This four-part story presents Hellboy’s origin and then transitions to an account of how Rasputin attempts to co-opt an adult Hellboy in service to the Russian mystic’s demonic master. That sounds disjointed, but it’s not because Rasputin is integrally involved in Hellboy’s origin. Movie fans may notice that that description mirrors the plot of the first Ron Perlman “Hellboy” movie (2004.) It does, and this volume serves as an influence on that movie (also, the bound collection of the component issues was issued in conjunction with the movie debut.) That said, one shouldn’t be concerned that one will get a repeat of the same — the connection is largely limited to the broad-brush strokes of the story. The opening (Hellboy’s origin story) shares common visual and narrative elements with the movie, but beyond the origin story the two stories diverge. The middle act shares little in common other than a few Easter eggs. The conclusion has some visual and narrative similarity, but not nearly so much as the opening.
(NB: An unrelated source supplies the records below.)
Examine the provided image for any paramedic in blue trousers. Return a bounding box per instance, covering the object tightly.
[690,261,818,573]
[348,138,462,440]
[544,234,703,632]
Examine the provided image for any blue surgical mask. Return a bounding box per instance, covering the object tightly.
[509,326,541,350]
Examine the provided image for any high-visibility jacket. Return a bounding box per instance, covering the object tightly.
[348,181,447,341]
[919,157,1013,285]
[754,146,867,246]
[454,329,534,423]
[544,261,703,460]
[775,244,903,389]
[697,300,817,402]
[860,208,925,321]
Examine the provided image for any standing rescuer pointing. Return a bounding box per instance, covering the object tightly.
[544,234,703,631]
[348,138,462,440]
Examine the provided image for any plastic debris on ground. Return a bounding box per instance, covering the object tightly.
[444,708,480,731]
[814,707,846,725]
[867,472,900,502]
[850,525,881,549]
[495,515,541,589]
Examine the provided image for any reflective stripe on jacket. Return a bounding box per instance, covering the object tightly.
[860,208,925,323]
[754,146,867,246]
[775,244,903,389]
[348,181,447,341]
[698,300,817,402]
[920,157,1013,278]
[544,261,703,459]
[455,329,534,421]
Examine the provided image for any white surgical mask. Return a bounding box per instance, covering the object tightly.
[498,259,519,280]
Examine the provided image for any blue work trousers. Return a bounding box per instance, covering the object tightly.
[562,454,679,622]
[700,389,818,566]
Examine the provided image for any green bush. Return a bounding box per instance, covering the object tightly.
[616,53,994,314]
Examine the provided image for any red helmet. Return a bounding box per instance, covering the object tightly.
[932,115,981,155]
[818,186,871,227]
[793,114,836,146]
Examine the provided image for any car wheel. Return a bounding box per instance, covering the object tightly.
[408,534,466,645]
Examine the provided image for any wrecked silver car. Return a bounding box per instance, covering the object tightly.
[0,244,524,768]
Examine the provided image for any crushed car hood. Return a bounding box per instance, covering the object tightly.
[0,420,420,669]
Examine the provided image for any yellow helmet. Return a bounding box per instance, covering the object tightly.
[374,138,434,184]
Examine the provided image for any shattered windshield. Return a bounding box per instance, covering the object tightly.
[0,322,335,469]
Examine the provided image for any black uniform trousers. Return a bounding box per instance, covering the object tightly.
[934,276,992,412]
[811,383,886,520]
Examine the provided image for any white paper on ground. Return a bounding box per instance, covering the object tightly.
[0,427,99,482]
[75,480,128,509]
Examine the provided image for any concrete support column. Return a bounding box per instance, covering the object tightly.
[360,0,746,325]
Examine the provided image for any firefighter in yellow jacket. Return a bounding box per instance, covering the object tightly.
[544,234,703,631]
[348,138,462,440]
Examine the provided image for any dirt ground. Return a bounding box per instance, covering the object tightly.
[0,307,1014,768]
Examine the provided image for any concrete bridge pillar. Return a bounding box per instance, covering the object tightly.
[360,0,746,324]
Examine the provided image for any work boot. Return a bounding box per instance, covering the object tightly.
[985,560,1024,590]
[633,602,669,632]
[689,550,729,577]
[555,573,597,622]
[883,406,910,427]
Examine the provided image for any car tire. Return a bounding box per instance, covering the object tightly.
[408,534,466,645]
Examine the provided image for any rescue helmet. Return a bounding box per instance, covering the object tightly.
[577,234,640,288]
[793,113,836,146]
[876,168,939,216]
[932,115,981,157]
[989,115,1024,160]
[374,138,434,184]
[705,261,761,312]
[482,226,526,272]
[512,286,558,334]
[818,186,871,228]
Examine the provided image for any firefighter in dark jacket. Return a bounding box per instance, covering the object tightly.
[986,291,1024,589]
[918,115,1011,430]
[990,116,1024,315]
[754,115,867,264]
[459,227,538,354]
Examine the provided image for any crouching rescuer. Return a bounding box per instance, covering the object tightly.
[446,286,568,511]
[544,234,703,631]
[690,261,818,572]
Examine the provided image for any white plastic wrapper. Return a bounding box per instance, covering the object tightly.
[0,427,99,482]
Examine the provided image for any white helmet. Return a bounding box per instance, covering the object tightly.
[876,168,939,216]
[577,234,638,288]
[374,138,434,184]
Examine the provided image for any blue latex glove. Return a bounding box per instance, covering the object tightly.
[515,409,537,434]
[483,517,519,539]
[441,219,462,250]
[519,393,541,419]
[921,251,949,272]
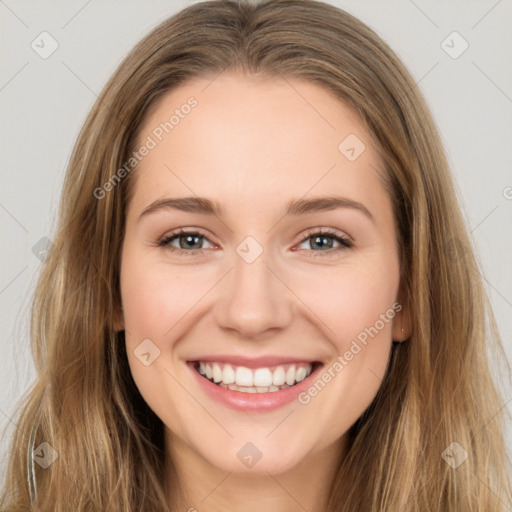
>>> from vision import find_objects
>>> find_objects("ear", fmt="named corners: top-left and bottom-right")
top-left (114, 305), bottom-right (124, 332)
top-left (393, 302), bottom-right (411, 343)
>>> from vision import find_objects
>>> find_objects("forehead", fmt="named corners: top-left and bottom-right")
top-left (128, 73), bottom-right (384, 218)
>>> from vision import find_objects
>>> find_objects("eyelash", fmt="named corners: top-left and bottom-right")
top-left (157, 228), bottom-right (353, 258)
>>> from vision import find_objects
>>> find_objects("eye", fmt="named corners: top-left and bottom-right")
top-left (158, 229), bottom-right (213, 256)
top-left (299, 229), bottom-right (353, 256)
top-left (158, 229), bottom-right (353, 257)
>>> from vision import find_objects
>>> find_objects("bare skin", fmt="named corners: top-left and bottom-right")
top-left (119, 73), bottom-right (408, 512)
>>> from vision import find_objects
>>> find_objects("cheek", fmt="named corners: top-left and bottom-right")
top-left (296, 255), bottom-right (399, 346)
top-left (121, 253), bottom-right (208, 340)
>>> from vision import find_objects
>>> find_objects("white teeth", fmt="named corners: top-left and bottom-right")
top-left (295, 366), bottom-right (306, 382)
top-left (272, 366), bottom-right (286, 386)
top-left (286, 364), bottom-right (295, 386)
top-left (212, 363), bottom-right (222, 382)
top-left (235, 366), bottom-right (253, 386)
top-left (222, 364), bottom-right (235, 384)
top-left (253, 368), bottom-right (272, 387)
top-left (198, 362), bottom-right (313, 393)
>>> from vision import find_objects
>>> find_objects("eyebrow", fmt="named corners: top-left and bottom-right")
top-left (139, 196), bottom-right (375, 221)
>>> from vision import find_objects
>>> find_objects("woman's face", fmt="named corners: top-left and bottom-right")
top-left (120, 73), bottom-right (401, 473)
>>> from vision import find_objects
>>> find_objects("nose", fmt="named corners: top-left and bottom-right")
top-left (212, 244), bottom-right (293, 339)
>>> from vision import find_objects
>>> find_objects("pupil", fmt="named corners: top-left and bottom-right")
top-left (180, 235), bottom-right (200, 248)
top-left (314, 236), bottom-right (332, 248)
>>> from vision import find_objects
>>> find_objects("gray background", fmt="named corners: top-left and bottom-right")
top-left (0, 0), bottom-right (512, 482)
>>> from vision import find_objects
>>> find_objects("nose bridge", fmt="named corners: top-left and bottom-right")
top-left (213, 237), bottom-right (291, 337)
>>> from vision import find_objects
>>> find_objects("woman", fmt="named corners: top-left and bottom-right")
top-left (1, 0), bottom-right (511, 512)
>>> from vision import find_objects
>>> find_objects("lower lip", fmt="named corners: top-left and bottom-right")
top-left (187, 363), bottom-right (322, 412)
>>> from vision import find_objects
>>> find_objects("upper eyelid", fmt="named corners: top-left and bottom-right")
top-left (160, 227), bottom-right (353, 252)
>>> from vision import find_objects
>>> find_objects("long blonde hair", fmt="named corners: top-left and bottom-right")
top-left (0, 0), bottom-right (512, 512)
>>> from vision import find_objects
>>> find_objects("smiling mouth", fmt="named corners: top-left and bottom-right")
top-left (190, 361), bottom-right (321, 393)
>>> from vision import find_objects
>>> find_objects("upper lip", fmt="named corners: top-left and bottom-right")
top-left (189, 355), bottom-right (318, 368)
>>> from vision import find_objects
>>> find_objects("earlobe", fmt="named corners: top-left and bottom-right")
top-left (393, 307), bottom-right (411, 343)
top-left (114, 307), bottom-right (124, 332)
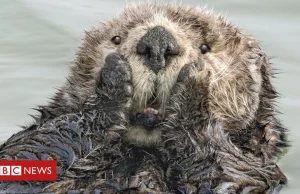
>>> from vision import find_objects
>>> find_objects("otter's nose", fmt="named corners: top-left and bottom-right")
top-left (136, 26), bottom-right (179, 73)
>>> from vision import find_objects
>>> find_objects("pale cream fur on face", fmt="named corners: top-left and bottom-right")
top-left (120, 14), bottom-right (197, 145)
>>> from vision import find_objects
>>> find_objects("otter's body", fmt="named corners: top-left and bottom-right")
top-left (0, 4), bottom-right (287, 193)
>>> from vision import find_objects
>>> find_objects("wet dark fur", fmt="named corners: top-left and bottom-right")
top-left (0, 3), bottom-right (287, 194)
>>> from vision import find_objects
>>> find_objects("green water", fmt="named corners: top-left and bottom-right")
top-left (0, 0), bottom-right (300, 194)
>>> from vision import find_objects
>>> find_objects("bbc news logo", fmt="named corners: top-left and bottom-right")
top-left (0, 160), bottom-right (56, 181)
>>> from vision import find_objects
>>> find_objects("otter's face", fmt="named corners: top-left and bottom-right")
top-left (79, 5), bottom-right (268, 145)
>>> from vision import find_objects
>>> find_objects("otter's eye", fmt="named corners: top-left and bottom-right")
top-left (111, 36), bottom-right (121, 45)
top-left (200, 44), bottom-right (210, 54)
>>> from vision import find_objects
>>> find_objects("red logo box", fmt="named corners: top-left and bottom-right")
top-left (0, 160), bottom-right (56, 181)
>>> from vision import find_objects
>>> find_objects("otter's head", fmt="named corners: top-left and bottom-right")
top-left (69, 4), bottom-right (269, 145)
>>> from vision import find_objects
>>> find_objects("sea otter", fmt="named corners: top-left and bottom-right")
top-left (0, 4), bottom-right (287, 194)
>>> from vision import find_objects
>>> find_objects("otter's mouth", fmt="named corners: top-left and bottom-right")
top-left (130, 94), bottom-right (162, 131)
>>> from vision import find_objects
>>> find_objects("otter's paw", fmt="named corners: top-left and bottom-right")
top-left (100, 53), bottom-right (131, 88)
top-left (213, 182), bottom-right (239, 194)
top-left (166, 63), bottom-right (205, 127)
top-left (177, 63), bottom-right (202, 83)
top-left (84, 53), bottom-right (133, 129)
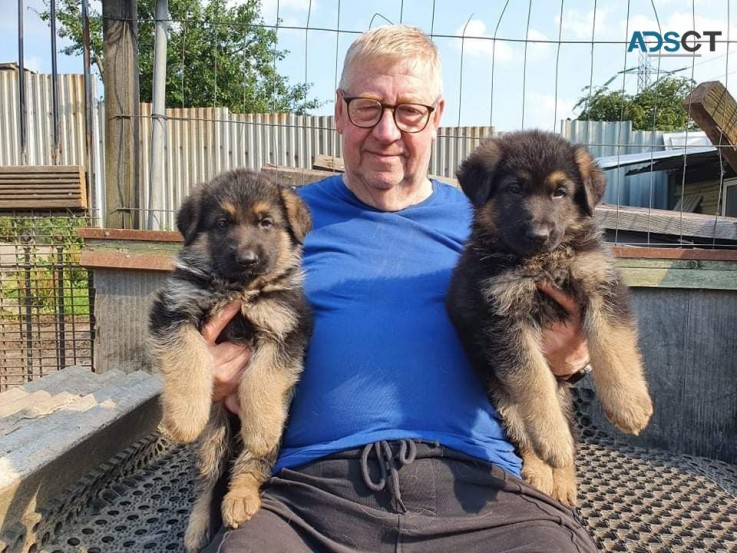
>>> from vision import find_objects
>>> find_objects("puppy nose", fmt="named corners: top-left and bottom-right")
top-left (526, 227), bottom-right (550, 244)
top-left (235, 250), bottom-right (258, 267)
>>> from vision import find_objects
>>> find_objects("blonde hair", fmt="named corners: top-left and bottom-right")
top-left (340, 25), bottom-right (443, 98)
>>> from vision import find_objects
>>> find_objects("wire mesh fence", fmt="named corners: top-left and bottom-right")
top-left (0, 212), bottom-right (94, 392)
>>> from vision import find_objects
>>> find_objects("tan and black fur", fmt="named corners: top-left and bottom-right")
top-left (447, 131), bottom-right (653, 505)
top-left (149, 170), bottom-right (312, 551)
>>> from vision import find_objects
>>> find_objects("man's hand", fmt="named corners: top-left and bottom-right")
top-left (202, 302), bottom-right (251, 413)
top-left (537, 281), bottom-right (589, 377)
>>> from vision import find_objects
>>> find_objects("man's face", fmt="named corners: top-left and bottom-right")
top-left (335, 60), bottom-right (445, 211)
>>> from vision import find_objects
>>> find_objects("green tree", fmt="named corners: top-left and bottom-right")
top-left (40, 0), bottom-right (321, 115)
top-left (574, 77), bottom-right (697, 131)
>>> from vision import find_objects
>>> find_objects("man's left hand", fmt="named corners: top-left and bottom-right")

For those who have no idea what the blazes I’ve been going on about, Hellboy is a comic book superhero in the form of a demon-child who was summoned to Earth during World War II through the activities of Rasputin in conjunction with a Nazi agency dealing in the occult. [The Nazis hope it will allow them to turn the tides of the war, but Rasputin has his own plans.] The British-American scientist (Professor Bruttenholm) who finds Hellboy raises him. As a grown man, Hellboy becomes a “paranormal researcher” – i.e. he fights supernatural threats. He works as a team with Liz Sherman (a pyrokinetic woman) and Abe Sapien (a fish-man,) under the direction of Professor Bruttenholm. [Though, while Hellboy ages slowly – or stopped aging as an adult, the Professor is quite elderly by the time this story begins.
The central question of this series is nature versus nurture amped to eleven – i.e. whether someone born to such a bleak fate as demonhood can be redeemed by a good upbringing and positive role models. What is created is a character who is rough around the edges but abundantly aware that he has more to worry about than most with respect to tilting toward the dark-side [and that the fate of all who he loves does as well.]
If you’re interested in the character of Hellboy and his “band of misfits,” this volume is the perfect place to start. I think there is a reason the movie drew particularly heavily on the origin story panels – Mignola does a fantastic job of creating a unique and engaging character. If you’re a reader of comic books, I’d highly recommend this one.